Ma toute première randonnée hivernale dans les Hautes-Vosges : le Tanet !!!
2011 se termine enfin et 2012 est déjà bien entamée, depuis près d'une quinzaine de jours déjà (mine de rien, le temps passe très vite ... ). Les conditions météorologiques épouvantables de ce début d'année 2012 ne m'ont malheureusement pas permis d'effectuer de nouvelles pérégrinations forestières et montagnardes. Même le mois de décembre 2011, fut catastrophique, météorologiquement parlant ... Ceci ne m'a pourtant pas empêché, de vivre une année 2011 exceptionnelle et particulièrement faste, en terme de randonnées pédestres naturelles et sauvages ! Pour cette année là, j'avais mis un point d'honneur, à découvrir plus profondément et en détails, les merveilles cachées des Hautes-Vosges, sises à cheval sur trois départements (à savoir : le Haut-Rhin 68, les Vosges 88 et le Territoire de Belfort 90 ... ). La majeure partie du massif des Hautes-Vosges est située en territoire alsacien, dans le département du Haut-Rhin (numéro : 68). La ligne de crête principale, courant du Brézouard au Nord (alt. 1228 m), au Grand Ballon au Sud (alt. 1424 m, soit l'Everest des Vosges ! ), fait office de frontière naturelle, entre les régions Alsace et Lorraine.
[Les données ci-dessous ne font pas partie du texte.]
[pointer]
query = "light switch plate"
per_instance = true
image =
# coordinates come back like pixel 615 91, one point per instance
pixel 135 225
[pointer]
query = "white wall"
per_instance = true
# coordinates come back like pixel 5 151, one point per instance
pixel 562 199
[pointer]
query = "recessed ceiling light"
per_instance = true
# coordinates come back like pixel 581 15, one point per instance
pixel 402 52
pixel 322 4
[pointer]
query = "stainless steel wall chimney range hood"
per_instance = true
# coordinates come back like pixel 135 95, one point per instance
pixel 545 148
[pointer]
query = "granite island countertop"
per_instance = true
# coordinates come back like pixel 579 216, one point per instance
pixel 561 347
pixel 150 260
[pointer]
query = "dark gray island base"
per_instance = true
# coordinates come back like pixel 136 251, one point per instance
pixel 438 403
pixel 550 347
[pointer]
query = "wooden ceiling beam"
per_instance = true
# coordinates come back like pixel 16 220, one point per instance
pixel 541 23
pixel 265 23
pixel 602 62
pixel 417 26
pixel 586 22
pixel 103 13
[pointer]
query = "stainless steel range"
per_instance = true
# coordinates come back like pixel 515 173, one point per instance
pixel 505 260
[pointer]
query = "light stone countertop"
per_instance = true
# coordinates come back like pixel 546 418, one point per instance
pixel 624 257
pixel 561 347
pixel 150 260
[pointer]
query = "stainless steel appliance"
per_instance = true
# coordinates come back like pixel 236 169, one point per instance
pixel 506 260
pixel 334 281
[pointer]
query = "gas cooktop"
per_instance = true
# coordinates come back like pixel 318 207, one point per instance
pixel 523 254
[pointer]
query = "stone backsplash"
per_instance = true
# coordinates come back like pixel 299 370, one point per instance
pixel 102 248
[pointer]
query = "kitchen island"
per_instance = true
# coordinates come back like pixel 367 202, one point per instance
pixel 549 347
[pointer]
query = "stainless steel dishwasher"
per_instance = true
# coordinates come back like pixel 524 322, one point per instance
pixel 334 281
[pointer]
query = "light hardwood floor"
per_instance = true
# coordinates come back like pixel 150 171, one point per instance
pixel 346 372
Une seconde ligne de crête, située un peu plus à l'Ouest et séparée par la plus grande vallée des Hautes-Vosges (celle de Thann, avec la rivière de la Thur), court du col routier de Bramont au Nord (alt. 965 m), au Ballon d'Alsace au Sud (alt. 1247 m), en passant par les trois massifs du Ventron (1204 m), du Drumont (1200 m) et du Ballon de Servance (1216 m), ainsi que par les deux cols routiers d'Oderen (884 m) et de Bussang (727 m) ! La ligne de crête principale, quant à elle, se révèle beaucoup plus tortueuse, mouvementée, pour ne pas dire, accidentée : en partant du Nord (au niveau du Brézouard), celle-ci égrène un chapelet de sommets mythiques, aux noms prestigieux ... Dans l'ordre de passage, je peux citer, parmi les plus remarquables, les suivants :
- 01° GAZON DU FAING (alt. 1306 m)
- 02° TAUBENKLANGFELSEN (alt. 1299 m)
- 03° GAZON DE FAÎTE (alt. 1302 m)
- 04° TANET (alt. 1292 m)
- 05° WURZELSTEIN (alt. 1286 m)
- 06° TROIS-FOURS (alt. 1230 m)
- 07° HOHNECK (alt. 1366 m)
- 08° KASTELBERG (alt. 1350 m)
- 09° RAINKOPF (alt. 1305 m)
- 10° ROTHENBACHKOPF (alt. 1316 m)
- 11° BATTERIEKOPF (alt. 1311 m)
- 12° SCHWEISSEL (alt. 1271 m)
- 13° JUNGFRAUKOPF (alt. 1268 m)
- 14° MARKSTEINKOPF (alt. 1241 m)
- 15° STORCKENKOPF (alt. 1368 m)
- 16° GRAND BALLON (alt. 1424 m)
Il est par ailleurs à noter, qu'au niveau du Markstein (la plus grosse station de ski du massif vosgien, accessible aussi bien depuis Guebwiller et la vallée de la Lauch à l'Est, que depuis Thann et la vallée de la Thur à l'Ouest), il existe une troisième ligne de crête sommitale, certes plus petite, mais tout aussi intéressante, par son caractère alpestre et par ses somptueux panoramas. Celle-ci court en balcon, au-dessus de l'arrière-vallée de Munster (la Fecht) et se termine en apothéose, au site de ski ultra réputé, du Schnepfenried (alt. 1070 / 1258 m). La ligne de crête sommitale culmine au sauvage Klintzkopf (alt. 1330 m, soit le cinquième sommet vosgien ! ) et se poursuit, respectivement par le Lauchenfeldkopf (1290 m), le Lauchenkopf (1314 m), le Hilsenfirst (1280 m), ainsi que par le Petit Ballon (ou Kahlerwasen, alt. 1272 m, dominant fabuleusement, le vignoble haut-rhinois, ainsi que la vaste plaine rhénane, entre Colmar et Mulhouse).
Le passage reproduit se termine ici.